The closest was positioned in Petersburg. So with an OK from his boss, he picked it up and reported for duty as a volunteer ethanol hauler.
He fell into his early morning rhythm, racing the clock, trying to get the tanker filled and back on campus before the rest of the team reported for unloading and packaging duties.
The sanitizer was always on time, and Howell was impressed.
“I don’t know where he came from or where he disappeared to after,” he said. “He was like a myth.”
Sieber’s wife wasn’t surprised by his commitment to his new duties. His shop stayed busy helping during the 2019 floods. He served as a volunteer firefighter and EMT, he spent 23 years in the National Guard, he’s active in their church, and they’re both involved in scouting.
“That’s just who he is,” Karen Griffin Sieber said. “Service to others is important to him.”
Some nights, she said, he’d come home exhausted — either from his day job or a long day delivering sanitizer across the state — but he kept going, until he wasn’t needed anymore.
The sanitizer team disbanded in early August. They’d met the demand. They’d supplied schools and the university. And the private market was recovering.
“We felt people could find it if they needed it,” Howell said.
Last week, Flodman, Howell, Sieber and others were awarded the Omtvedt Innovation Award during the annual Institute of Agriculture and Natural Resources awards ceremony.
And Sieber was singled out, one of four winners of the institute’s Outstanding Employee Award.
He deserved it, Flodman said. “I just want to say a lot of good things about Lew; he deserves a whole bunch of credit for his work and ethic. He’s about as good a guy as you could find.”
Sieber’s sanitizer deliveries put him on the road — sometimes to COVID hot spots — at a time when others were told to stay home.

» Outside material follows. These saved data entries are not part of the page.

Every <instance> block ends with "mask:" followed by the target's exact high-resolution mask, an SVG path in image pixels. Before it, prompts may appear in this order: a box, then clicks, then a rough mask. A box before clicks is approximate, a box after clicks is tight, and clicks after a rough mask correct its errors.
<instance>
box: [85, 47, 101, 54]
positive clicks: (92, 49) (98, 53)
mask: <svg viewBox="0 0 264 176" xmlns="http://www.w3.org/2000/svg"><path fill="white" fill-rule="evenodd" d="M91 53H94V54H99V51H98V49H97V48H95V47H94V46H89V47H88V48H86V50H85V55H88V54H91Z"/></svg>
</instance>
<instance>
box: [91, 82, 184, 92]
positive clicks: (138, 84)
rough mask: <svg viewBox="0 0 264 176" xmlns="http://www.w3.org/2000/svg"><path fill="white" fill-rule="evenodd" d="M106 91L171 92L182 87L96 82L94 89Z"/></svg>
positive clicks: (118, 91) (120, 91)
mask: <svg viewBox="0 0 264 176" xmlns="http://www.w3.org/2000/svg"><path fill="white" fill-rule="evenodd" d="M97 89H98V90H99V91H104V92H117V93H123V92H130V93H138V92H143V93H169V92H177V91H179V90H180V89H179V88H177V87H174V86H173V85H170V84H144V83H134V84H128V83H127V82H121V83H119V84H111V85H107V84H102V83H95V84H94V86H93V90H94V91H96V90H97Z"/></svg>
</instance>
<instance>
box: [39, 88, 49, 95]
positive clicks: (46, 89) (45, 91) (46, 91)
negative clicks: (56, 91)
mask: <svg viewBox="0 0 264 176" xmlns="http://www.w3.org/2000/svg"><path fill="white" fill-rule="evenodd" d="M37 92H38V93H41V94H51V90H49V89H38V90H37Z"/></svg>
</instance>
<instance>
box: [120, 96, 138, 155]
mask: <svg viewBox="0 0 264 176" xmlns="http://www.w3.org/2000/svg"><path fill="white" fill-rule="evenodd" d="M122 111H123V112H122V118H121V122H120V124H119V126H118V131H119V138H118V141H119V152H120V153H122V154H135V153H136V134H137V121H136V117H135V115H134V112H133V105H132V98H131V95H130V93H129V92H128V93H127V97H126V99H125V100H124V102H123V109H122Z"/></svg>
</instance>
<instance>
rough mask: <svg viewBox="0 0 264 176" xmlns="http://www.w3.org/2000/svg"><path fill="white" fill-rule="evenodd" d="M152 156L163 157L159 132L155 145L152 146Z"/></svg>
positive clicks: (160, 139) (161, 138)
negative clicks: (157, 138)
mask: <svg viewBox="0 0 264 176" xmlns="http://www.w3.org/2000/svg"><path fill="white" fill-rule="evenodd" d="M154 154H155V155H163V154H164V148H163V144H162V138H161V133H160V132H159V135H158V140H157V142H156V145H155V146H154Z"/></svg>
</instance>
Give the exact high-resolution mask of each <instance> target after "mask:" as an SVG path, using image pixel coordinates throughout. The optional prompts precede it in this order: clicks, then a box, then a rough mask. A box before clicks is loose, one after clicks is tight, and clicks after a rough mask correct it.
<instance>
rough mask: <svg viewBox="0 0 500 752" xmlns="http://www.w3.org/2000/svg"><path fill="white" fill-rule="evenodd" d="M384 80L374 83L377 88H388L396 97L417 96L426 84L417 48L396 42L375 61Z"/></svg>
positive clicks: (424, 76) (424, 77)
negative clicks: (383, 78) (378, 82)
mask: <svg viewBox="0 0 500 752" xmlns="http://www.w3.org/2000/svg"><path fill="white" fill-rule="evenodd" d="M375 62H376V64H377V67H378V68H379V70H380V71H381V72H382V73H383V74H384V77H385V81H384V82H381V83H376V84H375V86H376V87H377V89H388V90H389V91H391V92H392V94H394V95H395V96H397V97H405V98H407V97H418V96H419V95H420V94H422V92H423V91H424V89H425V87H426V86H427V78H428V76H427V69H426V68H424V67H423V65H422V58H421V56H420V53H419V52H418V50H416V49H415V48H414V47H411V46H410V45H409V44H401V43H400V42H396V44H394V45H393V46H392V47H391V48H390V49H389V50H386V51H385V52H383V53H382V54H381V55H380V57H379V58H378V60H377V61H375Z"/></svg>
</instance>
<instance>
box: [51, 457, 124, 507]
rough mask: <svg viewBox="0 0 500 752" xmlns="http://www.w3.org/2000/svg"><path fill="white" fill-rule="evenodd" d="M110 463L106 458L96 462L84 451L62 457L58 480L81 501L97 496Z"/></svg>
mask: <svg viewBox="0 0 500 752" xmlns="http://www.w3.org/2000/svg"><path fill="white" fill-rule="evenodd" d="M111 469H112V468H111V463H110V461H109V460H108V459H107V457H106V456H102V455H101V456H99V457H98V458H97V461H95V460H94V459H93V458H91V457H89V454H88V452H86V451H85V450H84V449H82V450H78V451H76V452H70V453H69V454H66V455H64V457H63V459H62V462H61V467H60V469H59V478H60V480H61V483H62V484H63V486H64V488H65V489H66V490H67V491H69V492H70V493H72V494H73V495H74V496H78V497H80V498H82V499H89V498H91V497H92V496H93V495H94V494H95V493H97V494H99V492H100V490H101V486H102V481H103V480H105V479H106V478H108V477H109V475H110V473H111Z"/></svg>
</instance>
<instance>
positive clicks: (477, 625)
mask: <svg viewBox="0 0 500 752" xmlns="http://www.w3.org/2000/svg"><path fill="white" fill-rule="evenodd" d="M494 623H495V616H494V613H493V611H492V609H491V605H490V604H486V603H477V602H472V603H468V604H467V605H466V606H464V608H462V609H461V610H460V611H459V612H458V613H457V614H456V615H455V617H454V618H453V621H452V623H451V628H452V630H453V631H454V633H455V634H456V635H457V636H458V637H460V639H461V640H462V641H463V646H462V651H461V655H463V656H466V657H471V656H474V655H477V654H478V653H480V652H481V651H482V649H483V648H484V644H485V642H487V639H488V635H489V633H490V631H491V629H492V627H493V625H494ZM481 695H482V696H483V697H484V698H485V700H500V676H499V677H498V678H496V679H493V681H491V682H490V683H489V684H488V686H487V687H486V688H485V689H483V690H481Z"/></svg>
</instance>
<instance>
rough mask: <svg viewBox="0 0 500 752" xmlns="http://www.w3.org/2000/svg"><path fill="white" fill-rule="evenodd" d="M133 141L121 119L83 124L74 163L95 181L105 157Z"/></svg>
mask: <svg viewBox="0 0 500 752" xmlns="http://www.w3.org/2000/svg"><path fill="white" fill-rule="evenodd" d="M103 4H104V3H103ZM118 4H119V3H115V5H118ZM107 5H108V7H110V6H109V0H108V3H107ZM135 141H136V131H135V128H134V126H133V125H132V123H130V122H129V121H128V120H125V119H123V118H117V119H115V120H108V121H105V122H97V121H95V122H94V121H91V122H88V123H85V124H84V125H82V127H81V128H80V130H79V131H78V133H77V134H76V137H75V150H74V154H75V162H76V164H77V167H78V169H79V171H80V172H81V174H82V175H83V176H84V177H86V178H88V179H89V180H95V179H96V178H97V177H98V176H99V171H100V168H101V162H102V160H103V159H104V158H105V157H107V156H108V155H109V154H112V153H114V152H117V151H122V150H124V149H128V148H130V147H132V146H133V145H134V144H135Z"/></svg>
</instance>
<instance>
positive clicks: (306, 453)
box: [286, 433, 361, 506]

He stayed safe. He packed his lunches, ate in his truck, paid at the pump, wore a mask.
And he used hand sanitizer. But after a trip to McCook, he realized he needed more. He stopped at four Dollar Generals on the way home, searching their shelves for rubbing alcohol and aloe to mix his own.
It didn’t matter that over the course of the spring and summer he’d hauled 280,000 gallons of it behind his trucks.
None of it was meant for him, he said.
“That wouldn’t be right. I didn’t ask for it.”